Personal information
- Born: Erika Anna Kristina Wiklund 10 March 1988 (age 38) Nälden, Sweden
- Height: 186 cm (6 ft 1 in)
- Weight: 73 kg (161 lb)

Sport
- Country: Sweden
- Event(s): High jump Long jump Triple jump
- College team: Central Missouri Jennies
- Club: Trångsvikens IF

Achievements and titles
- Personal best: High jump: 1.97 m (2015)

Medal record
European Junior Championships
| Gold medal – first place | 2007 Hengelo | High jump |

= Erika Kinsey =

Swedish high jumper

Erika Anna Kristina Kinsey (née Wiklund; born 10 March 1988) is a Swedish high jumper. She was European Junior Champion in 2007.

==Biography==
Wiklund was born in Nälden on 10 March 1988. She took up sports as a child, playing ice hockey and association football in addition to competing in athletics; she did not start concentrating on the high jump until she was 14. She was a leading age group jumper, clearing 1.86 m in 2004; the jump ranked her fourth on the world youth list that year, and second among athletes born in 1988 or later. In the following years her development stagnated, and she did not improve her personal best again until the 2007 indoor season; she placed fifth at the 2005 World Youth Championships and eighth at the 2006 World Junior Championships. In addition to the high jump, she occasionally competed in the long jump; she won both events at the 2005 Finland-Sweden youth international.

Wiklund won gold in the high jump at the 2007 European Junior Championships in Hengelo. In a very close competition, the top four all cleared 1.82 m; Wiklund later said she did not realize she had won on countback until a photographer told her.

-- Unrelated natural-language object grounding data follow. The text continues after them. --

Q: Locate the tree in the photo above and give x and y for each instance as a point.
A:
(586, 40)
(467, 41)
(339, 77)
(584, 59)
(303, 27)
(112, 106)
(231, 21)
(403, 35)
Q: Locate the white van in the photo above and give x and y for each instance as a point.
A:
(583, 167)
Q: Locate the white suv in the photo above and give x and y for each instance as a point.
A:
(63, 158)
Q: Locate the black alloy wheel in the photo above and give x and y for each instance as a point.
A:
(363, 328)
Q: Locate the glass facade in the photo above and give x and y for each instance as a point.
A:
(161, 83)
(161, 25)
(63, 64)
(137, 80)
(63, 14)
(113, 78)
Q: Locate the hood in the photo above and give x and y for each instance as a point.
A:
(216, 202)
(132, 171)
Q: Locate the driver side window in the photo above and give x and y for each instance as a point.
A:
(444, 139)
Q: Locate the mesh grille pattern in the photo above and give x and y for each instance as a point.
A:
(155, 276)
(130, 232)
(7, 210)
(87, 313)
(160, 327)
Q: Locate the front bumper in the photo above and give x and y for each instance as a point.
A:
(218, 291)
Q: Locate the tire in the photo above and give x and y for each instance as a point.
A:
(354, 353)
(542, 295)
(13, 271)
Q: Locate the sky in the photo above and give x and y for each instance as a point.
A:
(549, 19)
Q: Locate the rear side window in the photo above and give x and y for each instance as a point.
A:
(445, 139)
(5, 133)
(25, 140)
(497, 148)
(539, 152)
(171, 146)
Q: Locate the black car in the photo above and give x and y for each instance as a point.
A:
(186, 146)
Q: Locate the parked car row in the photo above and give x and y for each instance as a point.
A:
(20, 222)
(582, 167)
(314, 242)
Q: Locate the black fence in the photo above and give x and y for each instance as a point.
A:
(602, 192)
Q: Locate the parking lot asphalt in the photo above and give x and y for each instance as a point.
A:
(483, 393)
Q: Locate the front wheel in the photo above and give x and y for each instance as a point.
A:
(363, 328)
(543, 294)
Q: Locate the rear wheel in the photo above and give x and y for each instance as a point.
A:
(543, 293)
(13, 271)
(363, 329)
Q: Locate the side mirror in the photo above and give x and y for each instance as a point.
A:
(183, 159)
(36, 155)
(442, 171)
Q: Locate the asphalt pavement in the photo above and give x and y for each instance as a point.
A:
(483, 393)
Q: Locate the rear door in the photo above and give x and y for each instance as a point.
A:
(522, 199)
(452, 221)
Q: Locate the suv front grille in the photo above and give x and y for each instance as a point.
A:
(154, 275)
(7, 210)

Wiklund improved her personal best to 1.91 m in 2008, but concentrating on athletics exhausted her mentally; she dropped the sport in 2009 and moved to Norway, where her brother lived, taking up ice hockey again. She had a brief comeback in 2011, winning bronze with a jump of 1.82 m at the Swedish championships.

In 2013 Wiklund decided to make a second, more serious comeback; she resumed high jumping in 2014, now as a student at the University of Central Missouri. In the summer of 2014 she married Daniel Kinsey, an American, and changed her name to Erika Kinsey. She attempted to qualify for the 2014 European Championships in Zürich, but failed to reach the qualifying standard of 1.90 m; she had a season best of 1.88 m both indoors and outdoors.

Kinsey's results improved in 2015; she was NCAA Division II champion in the high jump both indoors and outdoors, and in the triple jump indoors, helping the Central Missouri Jennies win their first team titles. She unexpectedly cleared 1.97 m at the European Team Championships in Cheboksary, improving her personal best from the MIAA outdoor championships by five centimetres; the jump moved her to third on the Swedish all-time list (behind Kajsa Bergqvist and Emma Green), and exceeded the qualifying standard for the 2015 World Championships in Beijing. She debuted in the IAAF Diamond League in July 2015 in Lausanne, jumping 1.94 m and placing third.